A Pakistani air force helicopter arrived at the cricket stadium in Lahore to evacuate the Sri Lankan cricketers, GEO television reported.
The assailants “want to portray themselves as patriotic, but to target a cricket team means they’ll get no support in this country,” Pakistani politician Imran Khan, a former player who captained Pakistan a record 48 times in Test matches, told the U.K.’s Sky television. “No one expected this.”
Taliban, Economy
Pakistan President Asif Ali Zardari is struggling to contain Taliban insurgents who have seized swaths of northwestern Pakistan, and manage an economic crisis that forced the nation to borrow $7.6 billion from the International Monetary Fund.
Even amid rising violence by Islamic militants, today’s attack is unprecedented, said Shaukat Qadir, a security analyst and retired Pakistani army brigadier general.
“I can’t recall any kind of violence in Pakistan against Sri Lankans,” he said. In the past two decades, the only previous attacks on athletes have been protests by Islamic militants against women athletes running road races or playing soccer or hockey matches in view of male spectators.
“The Sri Lankans have been among the most-liked international teams in Pakistan,” Qadir said.

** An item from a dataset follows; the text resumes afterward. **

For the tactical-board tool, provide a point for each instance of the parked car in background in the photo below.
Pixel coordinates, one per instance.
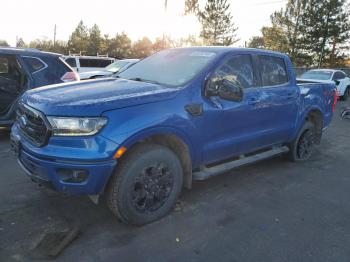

“It’s the death of cricket in Pakistan,” he said. “This was our first Test after 14 months.” After the Mumbai attack of November, “only Sri Lanka had the courage to come and play here,” Qadir said.
‘Terrible Blow’
The assault damages Pakistan’s international image further and makes life more difficult for ordinary Pakistanis, he said.
“This will be a terrible blow to all Pakistanis,” Qadir said. “Whoever has done this has done a tremendous ill favor to Pakistan and cricket as well as Sri Lanka.”
Sri Lanka was contesting the first Test series to take place in Pakistan since South Africa’s visit in October 2007. Teams including Australia have called off tours to Pakistan on safety grounds, while New Zealand quit a 2002 series after a bomb near the team hotel in Karachi killed 11 people.
The International Cricket Council, which runs the sport globally, last month said its Champions Trophy tournament, which had already been put back a year to September, won’t take place in Pakistan because of security fears.
‘Future Not Good’
“This is the saddest day for all sportsmen,” former Pakistani cricketer Javed Miandad told GEO TV. “The future of cricket in Pakistan doesn’t look good.”
Today’s match was the final contest of a series that included three one-day internationals and two five-day Test matches.
Sri Lanka has asked its high commissioner and the Pakistan government for a detailed report, Sports Minister Lokuge said.
“We take these attacks very seriously,” Lokuge said.
The next team scheduled to visit Pakistan is New Zealand, in December, while England is due to travel to the Asian nation in February 2010. Pakistan is scheduled to host matches in the 2011 Cricket World Cup, including a semifinal.